The company has already raised $90,000 in capital from two Indigogo campaigns over the last year and a half, and Anderson just inked a deal with Harris Teeter to stock their new 16-ounce jars of Good Spread at more than 200 stores throughout the eastern seaboard. The company made $30,000 in sales within its first year, said Anderson, sending 33,000 packets of ready-to-use therapeutic food (RUTF) to 550 infants in Africa. And they are still going strong.

“Daniel has been with us from the very beginning, and he has been a great peanut butter salesman,” said Good Spread co-founder Mark Slagle. “He recently went home to Texas on a trip and he came back and said, ‘Well, we need more peanut butter. I sold it to three grocery stores in Dallas.’ He has been crucial to helping the brand grow.”

Lipscomb has been supportive of the social venture since the beginning, said Slagle. In fact, you may have seen Anderson and Slagle and their Good Spread products out in Bison Square during study week.

Back in 2011, Slagle and Alex Cox, Good Spread’s third founder, were working for a nonprofit called MANA Nutrition, which produces and distributes a ready-to-use therapeutic food (RUTF), a combination of peanut butter, milk and vitamins. Slagle and Cox spent the summer traveling the entire nation in a 1970’s Winnebago raising money for MANA. During the “MANAbago” stop at Lipscomb, Anderson, who had known Slagle for eight years, took the guys under his wing and gave them an “in” in the Lipscomb community.

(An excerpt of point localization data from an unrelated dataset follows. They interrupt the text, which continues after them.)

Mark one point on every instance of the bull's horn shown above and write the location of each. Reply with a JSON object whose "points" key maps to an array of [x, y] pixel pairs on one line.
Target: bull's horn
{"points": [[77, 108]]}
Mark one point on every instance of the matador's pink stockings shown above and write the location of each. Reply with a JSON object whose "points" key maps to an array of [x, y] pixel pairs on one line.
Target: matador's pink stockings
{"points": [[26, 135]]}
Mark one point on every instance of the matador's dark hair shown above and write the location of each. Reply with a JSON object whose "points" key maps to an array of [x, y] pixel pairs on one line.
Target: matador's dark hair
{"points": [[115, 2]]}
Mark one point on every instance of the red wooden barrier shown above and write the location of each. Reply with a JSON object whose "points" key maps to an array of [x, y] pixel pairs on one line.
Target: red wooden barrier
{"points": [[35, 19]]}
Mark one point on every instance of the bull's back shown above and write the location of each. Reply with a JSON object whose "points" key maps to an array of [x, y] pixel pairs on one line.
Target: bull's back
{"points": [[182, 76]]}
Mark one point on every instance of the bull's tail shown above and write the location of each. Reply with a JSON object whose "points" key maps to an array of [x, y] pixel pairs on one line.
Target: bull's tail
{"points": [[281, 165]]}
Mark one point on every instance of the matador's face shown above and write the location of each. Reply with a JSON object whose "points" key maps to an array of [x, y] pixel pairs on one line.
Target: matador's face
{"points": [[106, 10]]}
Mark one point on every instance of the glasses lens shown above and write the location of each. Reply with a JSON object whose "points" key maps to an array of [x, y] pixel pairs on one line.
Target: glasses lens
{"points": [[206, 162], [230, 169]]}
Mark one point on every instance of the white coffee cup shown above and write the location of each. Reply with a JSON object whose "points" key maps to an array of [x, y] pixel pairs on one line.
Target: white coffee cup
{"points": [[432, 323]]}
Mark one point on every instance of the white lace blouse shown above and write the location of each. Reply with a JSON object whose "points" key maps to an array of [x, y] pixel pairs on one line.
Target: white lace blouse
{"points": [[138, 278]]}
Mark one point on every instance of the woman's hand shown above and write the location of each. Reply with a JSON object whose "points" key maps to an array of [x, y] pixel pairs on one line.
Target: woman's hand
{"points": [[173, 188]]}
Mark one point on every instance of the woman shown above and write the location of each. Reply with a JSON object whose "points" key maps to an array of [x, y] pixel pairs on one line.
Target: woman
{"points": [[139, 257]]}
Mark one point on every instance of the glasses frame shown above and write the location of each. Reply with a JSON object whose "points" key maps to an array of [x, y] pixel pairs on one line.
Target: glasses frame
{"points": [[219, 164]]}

After the MANAbago tour, Slagle returned to his hometown of Nashville with a “nutty” idea he and Cox had conceived on the tour: why not sell peanut butter in order to create a consistent, growing source of income for MANA’s peanut butter based therapeutic food distribution.

“Everywhere we went, all the kids we talked to wanted to taste the peanut butter. It was a tangible reminder of the good they were doing,” said Slagle.

The open, generous community of Nashville seemed the perfect place to start a one-sale-to-one-donation social venture, and Anderson proved to be a valuable resource as he pulled in support and resources from Lipscomb.

“By no means were any of us business majors when we started this,” laughed Anderson. “We had a lot of people who knew about business who helped us for free. We sat in on random business classes at Lipscomb. There was a lot of trial and error, but we’re still kicking.”

Good Spread’s concoction of peanut butter and organic honey is available locally at The Turnip Truck and Boone and Sons in East Nashville and online at helpgoodspread.com. It is expected to be available at Harris Teeter next month. In its first year, Good Spread was shipped to 47 states.

The company has been featured in Fast Company and Upstart Business Journal.

Good Spread is produced at MANA’s production factory in South Georgia and global nonprofit World Vision helps distribute the packets of therapeutic food packets to needy children, but the three founders want to keep Good Spread a for-profit company.

“We could drive around the country every year asking for money, or we could actually build a company, that is a for-profit company, and that profit can actually grow, and it can help infinitely more kids in the long run than driving around the country,” said Slagle.

“I think everyone in the world wants to do something good for their community, they just need an easy way to do it,” Anderson said. “I think that is what social entrepreneurship is: making an easy way for someone anywhere to help. You are going to buy peanut butter anyways, so why not buy it from us.”